A bomb in southwestern Pakistan has killed at least 84 people and left more than 200 others injured, rights activists and officials say.
The death toll rose on Sunday, after more bodies were pulled overnight from the rubble left in the wake of the explosion, officials said.
Local community leaders told Al Jazeera that rescue workers and victims' families were still identifying bodies, and that the death toll was likely to rise further.
The improvised explosive device, which was attached to a vehicle outside a vegetable market in Quetta, targeted Pakistan's minority Shia population.
The vehicle was packed with about 800kg of explosives, and caused nearby buildings to collapse, officials said.
Activists say women and children were shopping for groceries in the Hazara Town enclave at the time of the attack.

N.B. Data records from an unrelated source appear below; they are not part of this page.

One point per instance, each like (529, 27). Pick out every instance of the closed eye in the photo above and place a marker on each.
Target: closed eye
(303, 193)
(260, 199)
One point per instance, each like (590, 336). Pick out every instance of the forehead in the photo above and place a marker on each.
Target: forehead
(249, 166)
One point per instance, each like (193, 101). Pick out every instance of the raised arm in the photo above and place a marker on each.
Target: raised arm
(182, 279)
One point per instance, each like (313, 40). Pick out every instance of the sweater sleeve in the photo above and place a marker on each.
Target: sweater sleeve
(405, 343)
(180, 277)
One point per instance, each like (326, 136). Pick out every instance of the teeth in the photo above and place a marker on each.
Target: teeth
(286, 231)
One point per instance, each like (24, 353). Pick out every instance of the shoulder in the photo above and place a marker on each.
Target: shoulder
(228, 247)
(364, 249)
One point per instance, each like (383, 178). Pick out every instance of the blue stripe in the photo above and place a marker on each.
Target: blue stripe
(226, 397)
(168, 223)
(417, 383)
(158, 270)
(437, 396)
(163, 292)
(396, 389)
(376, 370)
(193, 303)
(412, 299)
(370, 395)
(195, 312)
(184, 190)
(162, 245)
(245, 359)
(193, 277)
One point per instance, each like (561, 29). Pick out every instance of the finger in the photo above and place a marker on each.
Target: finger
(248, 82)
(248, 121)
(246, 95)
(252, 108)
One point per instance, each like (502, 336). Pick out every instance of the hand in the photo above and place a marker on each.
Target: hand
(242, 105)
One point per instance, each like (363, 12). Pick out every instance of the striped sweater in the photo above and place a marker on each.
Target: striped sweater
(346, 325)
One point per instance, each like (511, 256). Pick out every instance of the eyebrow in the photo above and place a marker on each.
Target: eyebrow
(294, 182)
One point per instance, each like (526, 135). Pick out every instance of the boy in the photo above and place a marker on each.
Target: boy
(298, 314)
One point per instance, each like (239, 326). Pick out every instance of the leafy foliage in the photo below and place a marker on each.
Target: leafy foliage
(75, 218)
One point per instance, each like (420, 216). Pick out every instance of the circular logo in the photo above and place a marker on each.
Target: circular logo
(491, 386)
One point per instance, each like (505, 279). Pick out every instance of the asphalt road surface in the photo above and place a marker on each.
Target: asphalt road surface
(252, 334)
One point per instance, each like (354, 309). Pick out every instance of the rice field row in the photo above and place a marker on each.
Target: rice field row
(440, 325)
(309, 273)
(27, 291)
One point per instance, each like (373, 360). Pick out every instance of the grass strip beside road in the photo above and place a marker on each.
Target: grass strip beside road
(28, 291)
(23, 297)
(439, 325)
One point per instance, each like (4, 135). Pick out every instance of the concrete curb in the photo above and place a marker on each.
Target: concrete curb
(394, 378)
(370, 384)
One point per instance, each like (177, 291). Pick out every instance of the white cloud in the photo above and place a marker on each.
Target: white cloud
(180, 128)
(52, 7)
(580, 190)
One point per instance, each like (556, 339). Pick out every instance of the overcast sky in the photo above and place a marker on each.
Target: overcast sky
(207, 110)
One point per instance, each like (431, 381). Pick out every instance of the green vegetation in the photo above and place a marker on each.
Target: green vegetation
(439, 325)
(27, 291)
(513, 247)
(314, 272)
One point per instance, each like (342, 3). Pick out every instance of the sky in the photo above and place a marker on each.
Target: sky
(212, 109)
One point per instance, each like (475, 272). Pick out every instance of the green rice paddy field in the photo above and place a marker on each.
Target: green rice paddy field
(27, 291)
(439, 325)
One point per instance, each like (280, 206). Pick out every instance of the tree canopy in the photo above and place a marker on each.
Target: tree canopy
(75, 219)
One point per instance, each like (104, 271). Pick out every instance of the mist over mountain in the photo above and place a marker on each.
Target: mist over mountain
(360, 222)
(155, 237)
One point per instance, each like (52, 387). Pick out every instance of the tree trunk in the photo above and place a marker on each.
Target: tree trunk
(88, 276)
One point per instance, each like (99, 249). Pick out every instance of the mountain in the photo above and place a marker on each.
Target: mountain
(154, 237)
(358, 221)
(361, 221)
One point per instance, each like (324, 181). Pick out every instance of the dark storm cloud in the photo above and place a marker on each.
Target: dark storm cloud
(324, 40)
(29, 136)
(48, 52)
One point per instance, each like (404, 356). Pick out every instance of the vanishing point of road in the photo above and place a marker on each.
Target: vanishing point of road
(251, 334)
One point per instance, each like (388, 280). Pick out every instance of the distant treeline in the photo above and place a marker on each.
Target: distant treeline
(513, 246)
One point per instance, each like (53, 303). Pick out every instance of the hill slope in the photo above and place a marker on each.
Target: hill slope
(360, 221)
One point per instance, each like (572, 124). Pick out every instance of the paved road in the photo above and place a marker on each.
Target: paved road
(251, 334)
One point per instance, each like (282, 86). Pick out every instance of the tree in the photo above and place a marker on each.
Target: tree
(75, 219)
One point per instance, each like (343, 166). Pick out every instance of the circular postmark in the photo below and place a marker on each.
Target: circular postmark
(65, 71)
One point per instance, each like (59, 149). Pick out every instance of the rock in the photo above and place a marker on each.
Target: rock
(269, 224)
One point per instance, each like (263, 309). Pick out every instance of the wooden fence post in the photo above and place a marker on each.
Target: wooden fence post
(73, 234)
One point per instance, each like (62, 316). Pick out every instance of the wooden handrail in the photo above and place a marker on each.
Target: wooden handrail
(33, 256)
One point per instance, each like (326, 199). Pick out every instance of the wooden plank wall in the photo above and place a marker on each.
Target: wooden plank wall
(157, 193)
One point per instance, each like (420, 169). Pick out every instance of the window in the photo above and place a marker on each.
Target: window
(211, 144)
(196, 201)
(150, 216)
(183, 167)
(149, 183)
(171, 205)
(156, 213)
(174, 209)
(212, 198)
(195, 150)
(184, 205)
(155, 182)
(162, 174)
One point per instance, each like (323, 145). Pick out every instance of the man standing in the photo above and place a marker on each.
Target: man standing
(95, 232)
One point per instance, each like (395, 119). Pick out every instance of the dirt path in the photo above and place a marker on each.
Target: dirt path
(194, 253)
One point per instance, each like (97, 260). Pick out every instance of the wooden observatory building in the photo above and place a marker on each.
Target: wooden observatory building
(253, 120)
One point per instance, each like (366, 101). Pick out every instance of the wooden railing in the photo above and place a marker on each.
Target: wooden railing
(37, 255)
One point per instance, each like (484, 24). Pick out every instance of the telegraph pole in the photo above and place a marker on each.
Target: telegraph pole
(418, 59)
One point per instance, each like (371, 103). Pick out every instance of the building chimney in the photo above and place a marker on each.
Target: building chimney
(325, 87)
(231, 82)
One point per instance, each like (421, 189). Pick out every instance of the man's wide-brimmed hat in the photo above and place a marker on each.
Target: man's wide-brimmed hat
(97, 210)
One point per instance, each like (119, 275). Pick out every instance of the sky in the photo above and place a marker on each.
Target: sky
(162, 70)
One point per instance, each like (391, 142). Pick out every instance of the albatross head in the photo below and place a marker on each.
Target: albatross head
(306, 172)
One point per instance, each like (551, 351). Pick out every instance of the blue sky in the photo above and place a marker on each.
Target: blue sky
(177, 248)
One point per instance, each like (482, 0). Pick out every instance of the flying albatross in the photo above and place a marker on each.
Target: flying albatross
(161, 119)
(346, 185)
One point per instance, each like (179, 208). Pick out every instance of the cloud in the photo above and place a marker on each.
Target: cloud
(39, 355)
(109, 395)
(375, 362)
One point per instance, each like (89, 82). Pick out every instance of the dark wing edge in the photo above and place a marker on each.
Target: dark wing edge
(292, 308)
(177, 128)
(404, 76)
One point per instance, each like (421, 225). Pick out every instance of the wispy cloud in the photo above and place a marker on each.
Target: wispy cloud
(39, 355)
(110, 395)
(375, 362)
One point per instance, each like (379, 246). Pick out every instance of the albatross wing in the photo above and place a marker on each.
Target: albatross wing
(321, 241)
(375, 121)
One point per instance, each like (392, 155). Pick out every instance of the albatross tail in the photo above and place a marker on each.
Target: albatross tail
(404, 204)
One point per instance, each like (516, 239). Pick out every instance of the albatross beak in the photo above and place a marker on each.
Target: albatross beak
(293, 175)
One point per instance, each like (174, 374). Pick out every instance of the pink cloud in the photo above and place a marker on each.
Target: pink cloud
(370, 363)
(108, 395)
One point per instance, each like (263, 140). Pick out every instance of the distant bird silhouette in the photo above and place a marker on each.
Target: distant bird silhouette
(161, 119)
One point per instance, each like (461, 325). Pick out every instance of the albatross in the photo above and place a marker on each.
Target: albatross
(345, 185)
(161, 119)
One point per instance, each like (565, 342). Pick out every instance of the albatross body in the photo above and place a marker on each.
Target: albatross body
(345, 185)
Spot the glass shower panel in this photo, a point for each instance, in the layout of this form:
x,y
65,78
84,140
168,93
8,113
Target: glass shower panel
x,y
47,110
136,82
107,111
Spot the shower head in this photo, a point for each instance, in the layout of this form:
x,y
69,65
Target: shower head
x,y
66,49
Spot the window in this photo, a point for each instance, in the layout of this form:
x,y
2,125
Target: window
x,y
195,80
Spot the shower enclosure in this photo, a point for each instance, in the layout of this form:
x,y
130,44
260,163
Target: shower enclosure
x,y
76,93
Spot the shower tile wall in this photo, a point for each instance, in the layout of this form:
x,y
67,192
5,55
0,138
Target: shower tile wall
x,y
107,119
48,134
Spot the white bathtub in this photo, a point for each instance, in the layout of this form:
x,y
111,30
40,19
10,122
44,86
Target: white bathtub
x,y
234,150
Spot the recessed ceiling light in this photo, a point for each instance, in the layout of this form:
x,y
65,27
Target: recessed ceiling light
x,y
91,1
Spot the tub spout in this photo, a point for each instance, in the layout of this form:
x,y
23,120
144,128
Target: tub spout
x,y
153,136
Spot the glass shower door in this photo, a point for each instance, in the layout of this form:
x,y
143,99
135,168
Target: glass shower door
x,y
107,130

"Rescuers and volunteers are hesitant to go near the blast site for fear of another explosion", Haider Changezi, a Shia Muslim activist in Pakistan, told Al Jazeera at the time of the explosion.
The fear of follow-up attacks targeting the Hazara Shia population comes a month after twin blasts killed at least 90 people on Alamdar Road, another mainly Hazara area of the provincial capital of Balochistan.
Many of the wounded were in critical condition, hospital officials said, leading to fears that the death toll could rise still further.
Al Jazeera's Imtiaz Tyab, reporting from Islamabad, said the entire area of the attack in Hazara Town has been cordoned off by security officials.
Syed Qamar Haider Zaidi, a spokesman for local Shia Muslim groups, condemned the Pakistani government for not providing protection to the community and announced three days of mourning and protest over the attack.
Hazara Town, one of two Hazara enclaves in Quetta, is considered to be less economically affluent than Alamdar Road, "poor families suffered", Changezi told Al Jazeera.
Lashkar-e-Jhangvi, the armed pro-Sunni sectarian group, claimed responsibility for Saturday's attack.
The group also carried the January 10 twin bombings that killed more than 90 and led to a 76-hour sit-in demanding protection from the targeted killings. It has been banned since 2001.